Directed by Marielle Heller | Written by Heller from the book by Rachel Yoder | 99 min | ▲▲▲▲| Crave
A version of this review appeared on FITI during the Toronto International Film Festival in September 2024
This week the nominations for the 2025 Academy Awards dropped. For the most part I think it’s a reasonable selection of films, especially impressed by the love for deserving films like I’m Still Here (opening in cinemas soon) and Flow. I’m surprised both by the wild approbation for Emilia Perez and the insane online hatred, I don’t think it deserves either.
I’m also surprised that one of the best movies I saw at TIFF last September was completely ignored. It didn’t even get a theatrical release, despite it being a hilarious, thoughtful, and unique take on the challenges of motherhood and identity, and offering a fantastic performance from Amy Adams. It’s also a more original werewolf movie than that one I saw last week.
She is the Mother, deeply frustrated by her domestic role two years since she had her son. She and the boy go to he grocery store, to the park, and to the library (where she seeks mentorship from the librarian, Jessica Harper). She goes to Book Babies, but hates the idea of making friends with other mothers simply because they have successful reproduction in common. Then she starts to suspect she’s tapping into something primal. “I could crush a walnut with my vagina,” she says.
Nightbitch is driven by the Mother’s internal monologue, by her pain and guilt around her changing identity and suburban frustrations, and it raises questions about what her own mother went through, the sacrifices she made. It’s also wildly funny. If it doesn’t quite go to the natural conclusion of its werewolf allegory — it backs off in the third act — it still carries us someplace new.

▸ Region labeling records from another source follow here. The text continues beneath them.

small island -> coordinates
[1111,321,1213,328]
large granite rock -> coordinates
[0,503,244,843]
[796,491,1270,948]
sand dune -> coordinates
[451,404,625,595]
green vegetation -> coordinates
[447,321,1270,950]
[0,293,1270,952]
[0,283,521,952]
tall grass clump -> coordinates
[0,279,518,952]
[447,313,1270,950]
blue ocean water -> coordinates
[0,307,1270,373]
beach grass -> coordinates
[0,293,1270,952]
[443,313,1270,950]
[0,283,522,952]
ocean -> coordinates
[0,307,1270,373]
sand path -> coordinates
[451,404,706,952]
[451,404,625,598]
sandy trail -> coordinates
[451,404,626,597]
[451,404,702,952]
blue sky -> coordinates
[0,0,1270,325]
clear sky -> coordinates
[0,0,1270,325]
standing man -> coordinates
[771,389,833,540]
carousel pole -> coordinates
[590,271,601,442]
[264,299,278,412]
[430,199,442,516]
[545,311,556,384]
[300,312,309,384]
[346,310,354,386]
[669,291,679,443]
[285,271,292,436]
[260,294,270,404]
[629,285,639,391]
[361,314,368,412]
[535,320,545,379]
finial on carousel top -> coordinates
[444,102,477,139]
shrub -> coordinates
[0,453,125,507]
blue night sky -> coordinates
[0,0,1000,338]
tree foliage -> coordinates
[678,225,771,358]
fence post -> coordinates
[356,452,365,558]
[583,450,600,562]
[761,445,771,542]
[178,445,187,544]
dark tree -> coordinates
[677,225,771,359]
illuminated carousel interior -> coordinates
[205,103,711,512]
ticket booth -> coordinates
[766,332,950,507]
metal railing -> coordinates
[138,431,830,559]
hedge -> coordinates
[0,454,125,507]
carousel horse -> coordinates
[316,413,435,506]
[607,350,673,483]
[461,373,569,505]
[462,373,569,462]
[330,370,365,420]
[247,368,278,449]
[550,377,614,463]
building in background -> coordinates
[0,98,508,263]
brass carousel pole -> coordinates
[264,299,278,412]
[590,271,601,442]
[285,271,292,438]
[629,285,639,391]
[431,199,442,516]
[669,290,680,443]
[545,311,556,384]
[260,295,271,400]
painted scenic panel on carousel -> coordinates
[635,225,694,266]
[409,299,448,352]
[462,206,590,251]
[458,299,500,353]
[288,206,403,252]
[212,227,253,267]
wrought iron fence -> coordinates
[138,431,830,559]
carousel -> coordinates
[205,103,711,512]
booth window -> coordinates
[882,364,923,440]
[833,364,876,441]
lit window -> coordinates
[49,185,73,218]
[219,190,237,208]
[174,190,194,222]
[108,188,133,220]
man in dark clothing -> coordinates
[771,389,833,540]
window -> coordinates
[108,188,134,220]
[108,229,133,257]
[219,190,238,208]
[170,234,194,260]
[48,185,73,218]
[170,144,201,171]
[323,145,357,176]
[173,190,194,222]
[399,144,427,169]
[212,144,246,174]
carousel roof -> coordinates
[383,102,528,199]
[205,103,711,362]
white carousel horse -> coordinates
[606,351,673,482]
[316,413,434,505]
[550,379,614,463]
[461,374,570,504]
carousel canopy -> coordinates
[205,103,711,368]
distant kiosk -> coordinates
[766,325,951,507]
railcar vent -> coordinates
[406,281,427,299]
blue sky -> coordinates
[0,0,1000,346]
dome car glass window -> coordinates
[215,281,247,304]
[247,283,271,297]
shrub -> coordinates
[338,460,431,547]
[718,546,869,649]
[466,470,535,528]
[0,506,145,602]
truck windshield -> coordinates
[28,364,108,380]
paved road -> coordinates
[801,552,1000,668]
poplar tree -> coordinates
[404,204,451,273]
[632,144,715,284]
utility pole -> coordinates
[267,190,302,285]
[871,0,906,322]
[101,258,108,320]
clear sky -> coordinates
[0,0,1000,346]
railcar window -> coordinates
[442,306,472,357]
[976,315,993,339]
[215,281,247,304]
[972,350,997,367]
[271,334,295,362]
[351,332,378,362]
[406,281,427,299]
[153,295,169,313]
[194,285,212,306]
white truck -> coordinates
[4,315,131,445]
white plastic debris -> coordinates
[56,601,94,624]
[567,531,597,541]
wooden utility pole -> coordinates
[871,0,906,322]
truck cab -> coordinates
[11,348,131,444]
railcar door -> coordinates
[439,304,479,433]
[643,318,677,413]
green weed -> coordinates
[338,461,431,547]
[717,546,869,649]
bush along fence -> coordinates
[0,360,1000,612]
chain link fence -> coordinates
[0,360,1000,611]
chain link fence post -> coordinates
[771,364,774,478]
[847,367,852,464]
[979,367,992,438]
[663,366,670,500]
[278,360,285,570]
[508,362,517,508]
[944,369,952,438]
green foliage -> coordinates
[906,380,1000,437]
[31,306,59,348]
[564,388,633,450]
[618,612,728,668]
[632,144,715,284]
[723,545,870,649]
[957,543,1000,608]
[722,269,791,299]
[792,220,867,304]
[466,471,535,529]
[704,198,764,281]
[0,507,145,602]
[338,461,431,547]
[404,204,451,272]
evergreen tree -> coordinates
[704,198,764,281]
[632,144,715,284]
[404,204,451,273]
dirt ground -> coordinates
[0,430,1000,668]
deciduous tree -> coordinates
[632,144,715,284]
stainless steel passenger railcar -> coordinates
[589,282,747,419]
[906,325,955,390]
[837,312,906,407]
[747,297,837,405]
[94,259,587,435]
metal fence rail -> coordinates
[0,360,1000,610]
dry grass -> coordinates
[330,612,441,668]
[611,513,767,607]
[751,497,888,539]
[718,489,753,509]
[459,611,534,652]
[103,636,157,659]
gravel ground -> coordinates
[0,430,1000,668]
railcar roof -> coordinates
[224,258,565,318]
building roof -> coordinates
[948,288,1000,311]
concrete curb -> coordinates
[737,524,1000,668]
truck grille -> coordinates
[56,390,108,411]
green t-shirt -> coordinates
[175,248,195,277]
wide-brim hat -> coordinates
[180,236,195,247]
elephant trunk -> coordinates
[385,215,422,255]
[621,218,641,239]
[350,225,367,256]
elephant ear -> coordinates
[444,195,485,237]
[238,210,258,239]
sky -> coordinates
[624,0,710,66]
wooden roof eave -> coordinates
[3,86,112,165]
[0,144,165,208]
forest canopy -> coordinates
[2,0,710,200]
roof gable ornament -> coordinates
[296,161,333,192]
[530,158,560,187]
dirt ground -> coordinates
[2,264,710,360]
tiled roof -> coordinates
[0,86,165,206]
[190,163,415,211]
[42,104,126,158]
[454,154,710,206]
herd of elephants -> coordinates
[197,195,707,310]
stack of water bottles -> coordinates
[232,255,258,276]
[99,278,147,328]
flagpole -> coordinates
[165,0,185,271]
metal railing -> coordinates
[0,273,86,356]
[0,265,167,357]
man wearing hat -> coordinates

One of the complaints of her husband (a fantastically clueless Scoot McNairy) when she reveals how unhappy she is having sacrificed her role as an artist to be a mother is that he had no idea because she kept it all to herself. She was too ashamed to admit how difficult it is until she almost had a breakdown, which nails the pressure so many women must feel to be a great mom while also trying to maintain some semblance of who they were before the kid came into their lives. When he asks, “What happened to the woman I married?” She says, “She died in childbirth.”
The film’s utterly unafraid of tackling this sticky subject in the messiest, weirdest way, which might be part of the reason Nightbitch never got the attention it deserved — I hope it will now that it’s arrived on streaming. It will make some of its audience uncomfortable, but the picture is a genuine joy. Marielle Heller — Can You Ever Forgive Me? A Beautiful Day In The Neighbourhood, The Diary Of A Teenage Girl — is now four for four as a director of great movies, mixing drama, comedy, and pathos without hesitation.